A orientação quanto ao uso dos dispositivos de liberação da medicação inalatória e avaliação da adesão ao tratamento foi realizada por uma enfermeira treinada, previamente às consultas médicas. Foram considerados não aderentes os pacientes que deixaram de utilizar alguma das medicações prescritas a qualquer tempo do seguimento.

Na evolução, avaliamos a medicação atual e a dose utilizada, persistência de fatores agravantes, relatórios de outros especialistas consultados, exames complementares confirmatórios e determinação dos critérios de controle.
Consideramos ausência de controle um ou mais dos seguintes: persistência de sintomas diários, uso diário de ­broncodilatador, atividade e sono prejudicados >1 vez/semana, PFE < 70% do PFE basal e persistência de obstrução moderada a grave na espirometria.(3)

As doses de corticoterapia inalatória foram expressas em doses equivalentes de beclometasona (fluticasona = 2 × beclometasona; e budesonida = beclometasona).

Todos os pacientes foram submetidos, na avaliação inicial e durante o acompanhamento, à espirometria, realizada em espirômetro Koko (v4.2.24.4; Ferraris Respiratory, Louisville, CO, EUA). Os testes foram repetidos após a aplicação de salbutamol spray, 4 jatos (400 μg), através de dispositivo acoplado a espaçador de grande volume. Nas consultas de acompanhamento, o PFE foi avaliado através de aparelhos da marca Assess (HealthScan, Cedar Grove, NJ, EUA). As medidas foram consideradas tanto em valores absolutos quanto em percentual do previsto e do PFE basal.

Inicialmente, foram analisadas as características gerais do grupo total de pacientes, aderentes e não aderentes. Em uma segunda etapa, foram avaliados apenas os pacientes aderentes e, com base nos dados clínicos e de função pulmonar, os pacientes foram classificados em fenótipos por análise fatorial. Os dados referentes à idade, sexo, tempo de doença, função pulmonar, escore de sintomas à admissão, associação com rinossinusite, DRGE e tratamento foram comparados nos diversos fenótipos.

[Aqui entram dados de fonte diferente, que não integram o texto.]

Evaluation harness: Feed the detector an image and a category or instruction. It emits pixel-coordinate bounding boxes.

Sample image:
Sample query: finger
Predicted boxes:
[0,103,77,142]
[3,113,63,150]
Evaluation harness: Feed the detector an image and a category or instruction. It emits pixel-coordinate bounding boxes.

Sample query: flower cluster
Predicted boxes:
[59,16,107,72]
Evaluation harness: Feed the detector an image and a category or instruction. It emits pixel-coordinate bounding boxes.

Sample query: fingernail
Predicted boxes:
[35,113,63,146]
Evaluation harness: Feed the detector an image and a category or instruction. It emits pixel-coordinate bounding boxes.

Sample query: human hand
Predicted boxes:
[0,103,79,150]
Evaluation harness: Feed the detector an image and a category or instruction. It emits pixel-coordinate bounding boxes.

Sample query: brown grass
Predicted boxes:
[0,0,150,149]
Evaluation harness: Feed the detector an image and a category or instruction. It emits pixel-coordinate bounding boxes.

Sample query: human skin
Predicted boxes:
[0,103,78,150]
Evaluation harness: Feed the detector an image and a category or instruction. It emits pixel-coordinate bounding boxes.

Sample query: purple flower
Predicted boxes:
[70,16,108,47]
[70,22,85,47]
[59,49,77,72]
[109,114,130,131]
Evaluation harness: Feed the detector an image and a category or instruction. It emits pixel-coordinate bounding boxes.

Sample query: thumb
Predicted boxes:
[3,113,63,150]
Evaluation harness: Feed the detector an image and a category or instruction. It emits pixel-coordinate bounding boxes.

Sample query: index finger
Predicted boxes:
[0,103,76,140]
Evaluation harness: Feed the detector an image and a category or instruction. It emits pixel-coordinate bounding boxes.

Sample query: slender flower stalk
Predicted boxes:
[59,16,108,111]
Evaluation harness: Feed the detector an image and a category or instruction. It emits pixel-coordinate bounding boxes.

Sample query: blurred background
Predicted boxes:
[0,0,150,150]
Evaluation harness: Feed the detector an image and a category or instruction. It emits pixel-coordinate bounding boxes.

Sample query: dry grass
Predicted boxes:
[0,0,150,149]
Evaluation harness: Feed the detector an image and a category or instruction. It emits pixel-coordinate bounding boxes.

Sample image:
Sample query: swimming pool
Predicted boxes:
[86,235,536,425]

A resistência ao tratamento foi definida como o não preenchimento dos critérios de controle de asma descritos acima, nas diversas visitas de acompanhamento, apesar do uso correto e adesão ao corticosteróide inalado associado a broncodilatador de longa duração e/ou corticosteróide oral.(1,4) A obstrução persistente foi caracterizada por maior valor do PFE < 75% do valor previsto em avaliações seriadas, volume expiratório forçado no primeiro segundo (VEF1) pós-broncodilatador <80% do previsto ou relação VEF1/capacidade vital forçada (CVF) pós-broncodilatador < 70% do previsto.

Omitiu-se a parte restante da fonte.